Practical Perspectives on Acute Lymphocytic Leukemia - Episode 15

Relapsed/Refractory ALL: Inotuzumab Ozogamicin

Transcript:

Mark R. Litzow, MD: Ryan, give us your perspectives on the use of inotuzumab in the relapsed/refractory setting.

Ryan D. Cassaday, MD: As I said before, I think, if you look at endpoints like complete remission, response rate, and these kinds of things, the iNNOVATE study published in the New England Journal of Medicine earlier this year showed pretty clearly that inotuzumab ozogamicin is a more effective therapy than the standard-of-care chemotherapy options it was compared against. Where it starts to get a little bit harder in my opinion, or a little bit less optimistic, is when you start to actually look at the survival outcomes for the patients who were treated on that study. It certainly looks better than chemotherapy, but there’s certainly a lot of room for improvement. The MD Anderson group is now starting to combine low-intensity chemotherapy, the so-called “mini hyper-CVD chemotherapy backbone,” with inotuzumab. They’ve presented some data, both in the relapsed/refractory and also the frontline settings, that are interesting.

The challenge is that there’s still a nontrivial amount of toxicity. They are seeing some evidence of VOD (veno-occlusive disease), even outside the context of allogeneic transplantation. So, it remains a little bit unclear to me. There are also some data that we talked about earlier about adding bosutinib for Ph-positive patients. A very small number of patients with Ph-positive ALL were treated in the iNNOVATE study. It’s approved for Ph-positive ALL. It’s in the NCCN guidelines, but it’s a fairly small proportion. I think it’s a useful drug.

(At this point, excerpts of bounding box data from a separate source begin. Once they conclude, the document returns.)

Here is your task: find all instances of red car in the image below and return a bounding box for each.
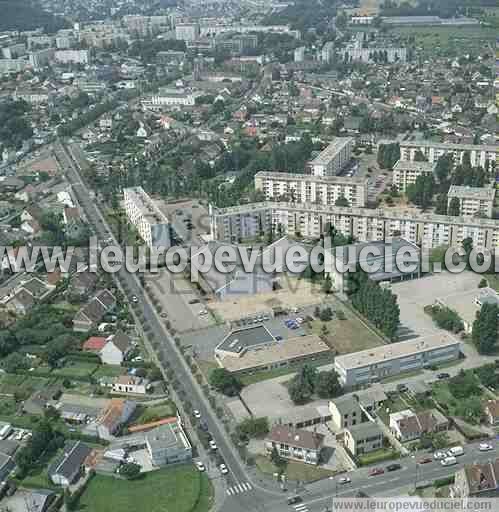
[418,457,433,464]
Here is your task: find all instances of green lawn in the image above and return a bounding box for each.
[77,465,213,512]
[52,360,97,378]
[131,400,176,425]
[358,448,400,466]
[256,456,335,482]
[0,373,48,398]
[93,364,126,379]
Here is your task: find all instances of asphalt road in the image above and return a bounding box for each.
[57,140,284,510]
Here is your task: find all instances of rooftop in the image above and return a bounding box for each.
[221,335,330,372]
[447,185,496,201]
[335,334,460,369]
[312,137,354,165]
[217,325,276,354]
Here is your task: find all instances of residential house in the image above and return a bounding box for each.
[113,375,150,395]
[485,400,499,425]
[81,336,106,354]
[265,425,324,464]
[456,459,499,499]
[97,398,137,439]
[389,409,449,442]
[343,421,383,456]
[100,332,133,365]
[329,395,362,430]
[145,422,192,467]
[71,270,99,295]
[48,441,92,487]
[73,290,116,332]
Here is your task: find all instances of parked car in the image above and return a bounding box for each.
[418,457,433,464]
[478,443,494,452]
[386,464,402,471]
[437,372,450,380]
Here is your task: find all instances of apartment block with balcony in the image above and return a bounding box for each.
[447,185,496,219]
[255,171,368,208]
[123,187,171,248]
[393,160,437,192]
[265,425,324,465]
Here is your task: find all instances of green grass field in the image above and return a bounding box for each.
[77,465,213,512]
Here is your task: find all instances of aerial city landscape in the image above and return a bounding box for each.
[0,0,499,512]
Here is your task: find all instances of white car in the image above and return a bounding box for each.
[433,450,447,460]
[478,443,494,452]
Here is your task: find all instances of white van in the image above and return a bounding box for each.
[447,446,464,457]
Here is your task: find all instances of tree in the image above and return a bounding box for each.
[119,462,140,480]
[334,194,350,208]
[210,368,243,396]
[472,302,499,354]
[315,370,342,398]
[322,274,333,293]
[407,174,435,210]
[270,446,288,473]
[447,197,461,217]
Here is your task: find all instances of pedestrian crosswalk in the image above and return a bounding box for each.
[227,482,253,496]
[293,503,308,512]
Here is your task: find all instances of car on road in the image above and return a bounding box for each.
[288,494,301,505]
[418,457,433,464]
[433,450,447,460]
[437,372,450,380]
[478,443,494,452]
[386,464,402,471]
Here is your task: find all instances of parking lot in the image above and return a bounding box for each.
[391,272,481,341]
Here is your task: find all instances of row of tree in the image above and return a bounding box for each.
[288,364,342,404]
[348,269,400,341]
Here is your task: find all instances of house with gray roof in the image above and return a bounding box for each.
[48,441,92,487]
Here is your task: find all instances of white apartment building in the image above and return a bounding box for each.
[55,50,90,64]
[29,48,55,70]
[340,46,407,63]
[255,171,368,208]
[400,141,499,167]
[175,23,199,41]
[141,88,203,110]
[310,137,355,176]
[12,89,49,105]
[210,202,499,249]
[447,185,496,219]
[334,334,461,389]
[123,187,171,248]
[2,43,26,59]
[393,160,437,192]
[0,59,28,75]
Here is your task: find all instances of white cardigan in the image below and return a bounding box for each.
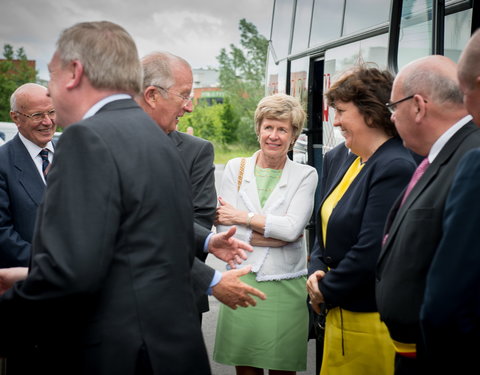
[217,151,318,281]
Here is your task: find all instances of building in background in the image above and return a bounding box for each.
[192,68,225,105]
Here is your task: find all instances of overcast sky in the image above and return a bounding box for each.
[0,0,273,79]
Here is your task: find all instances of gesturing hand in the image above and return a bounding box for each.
[212,266,267,310]
[0,267,28,295]
[208,227,253,268]
[307,271,325,314]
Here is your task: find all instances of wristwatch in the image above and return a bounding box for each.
[247,212,255,228]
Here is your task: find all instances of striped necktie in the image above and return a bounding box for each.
[39,148,50,180]
[400,157,430,206]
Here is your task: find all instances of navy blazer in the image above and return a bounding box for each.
[420,149,480,374]
[309,138,416,312]
[376,121,480,349]
[0,134,45,268]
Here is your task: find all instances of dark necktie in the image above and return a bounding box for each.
[40,148,50,180]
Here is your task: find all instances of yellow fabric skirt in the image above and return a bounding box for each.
[320,307,395,375]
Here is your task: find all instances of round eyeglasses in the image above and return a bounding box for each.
[152,85,193,107]
[15,109,57,122]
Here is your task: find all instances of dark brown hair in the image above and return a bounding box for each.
[325,65,398,136]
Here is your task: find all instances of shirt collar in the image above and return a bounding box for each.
[428,115,472,164]
[83,94,131,119]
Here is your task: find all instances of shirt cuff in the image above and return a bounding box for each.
[203,232,213,253]
[207,270,222,296]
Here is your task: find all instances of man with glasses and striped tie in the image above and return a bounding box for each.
[0,83,56,268]
[0,83,56,375]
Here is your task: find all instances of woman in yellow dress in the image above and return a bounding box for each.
[307,66,416,375]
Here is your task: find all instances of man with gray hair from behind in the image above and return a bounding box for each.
[420,30,480,374]
[0,21,210,375]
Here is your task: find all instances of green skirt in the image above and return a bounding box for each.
[213,273,308,371]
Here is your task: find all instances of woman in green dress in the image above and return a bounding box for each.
[213,94,318,375]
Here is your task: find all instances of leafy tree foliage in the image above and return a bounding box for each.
[0,44,37,121]
[217,19,268,146]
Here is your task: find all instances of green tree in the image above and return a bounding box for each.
[217,19,268,146]
[0,44,37,121]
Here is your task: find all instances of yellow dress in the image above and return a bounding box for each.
[320,158,395,375]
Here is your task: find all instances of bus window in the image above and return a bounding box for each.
[323,34,388,154]
[398,0,433,69]
[271,0,293,60]
[310,0,344,47]
[290,57,310,110]
[342,0,390,35]
[444,9,472,62]
[292,0,313,53]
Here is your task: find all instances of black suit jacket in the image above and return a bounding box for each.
[0,134,45,268]
[420,148,480,374]
[309,138,415,312]
[376,122,480,345]
[0,99,210,375]
[168,131,217,312]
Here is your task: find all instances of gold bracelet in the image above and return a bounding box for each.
[247,212,255,228]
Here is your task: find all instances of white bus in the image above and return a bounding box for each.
[265,0,480,373]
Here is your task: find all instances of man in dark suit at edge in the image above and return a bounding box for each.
[376,56,480,375]
[136,52,261,316]
[420,30,480,375]
[0,21,256,375]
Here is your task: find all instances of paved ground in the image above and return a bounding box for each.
[202,255,315,375]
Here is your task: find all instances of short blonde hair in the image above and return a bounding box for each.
[255,94,307,148]
[57,21,143,94]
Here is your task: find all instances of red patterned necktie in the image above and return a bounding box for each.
[400,157,430,206]
[40,148,50,179]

It’s clearly an active drug. Its future is probably going to be, as we said before, in combinations. We may still need to do a little bit of work to figure out what those optimal combinations are, and I would generally agree with all the points stated before about the concerns about auto-hepatotoxicity. Unlike blinatumomab, where there may be a signal of some patients who can have durable responses if they achieve a really deep remission, I am not convinced yet that inotuzumab ozogamicin is something that I would use as a single agent without any further therapy with a realistic expectation that someone is going to stay in remission.

Aaron C. Logan, MD, PhD: One of my concerns is that many providers may reach for inotuzumab because it has some favorable features, such as the ease of administering the drugs once a week for days 1, 8, and 15 as compared with blinatumomab, which requires continuous infusion. I think we just need to urge our colleagues to really think about whether that drug is the right therapy for that patient and to really think about their prior liver toxicities and whether they have ongoing liver abnormalities, especially if they’re en route to a transplant. You don’t want to ruin that 1 opportunity they have for a cure, which right now is going to be that transplant. So really think about use of inotuzumab.

Bijal D. Shah, MD: Extending that observation, you should think critically about who are the patients who were on the trial: white blood cell counts of 10,000 or less, and at first or second relapse. It was a different population, so understand who they were studying to achieve the outcomes that they achieved.

Mark R. Litzow, MD: Inotuzumab is being brought to the frontline setting. The Alliance is leading an intergroup trial that will combine it with the C10403 regimen in a randomized fashion to see if it adds to that pediatric backbone. I’m leading a trial that’s adding blinatumomab in the up-front setting, E1910, so we’ll see where these agents fit into newly diagnosed disease treatment.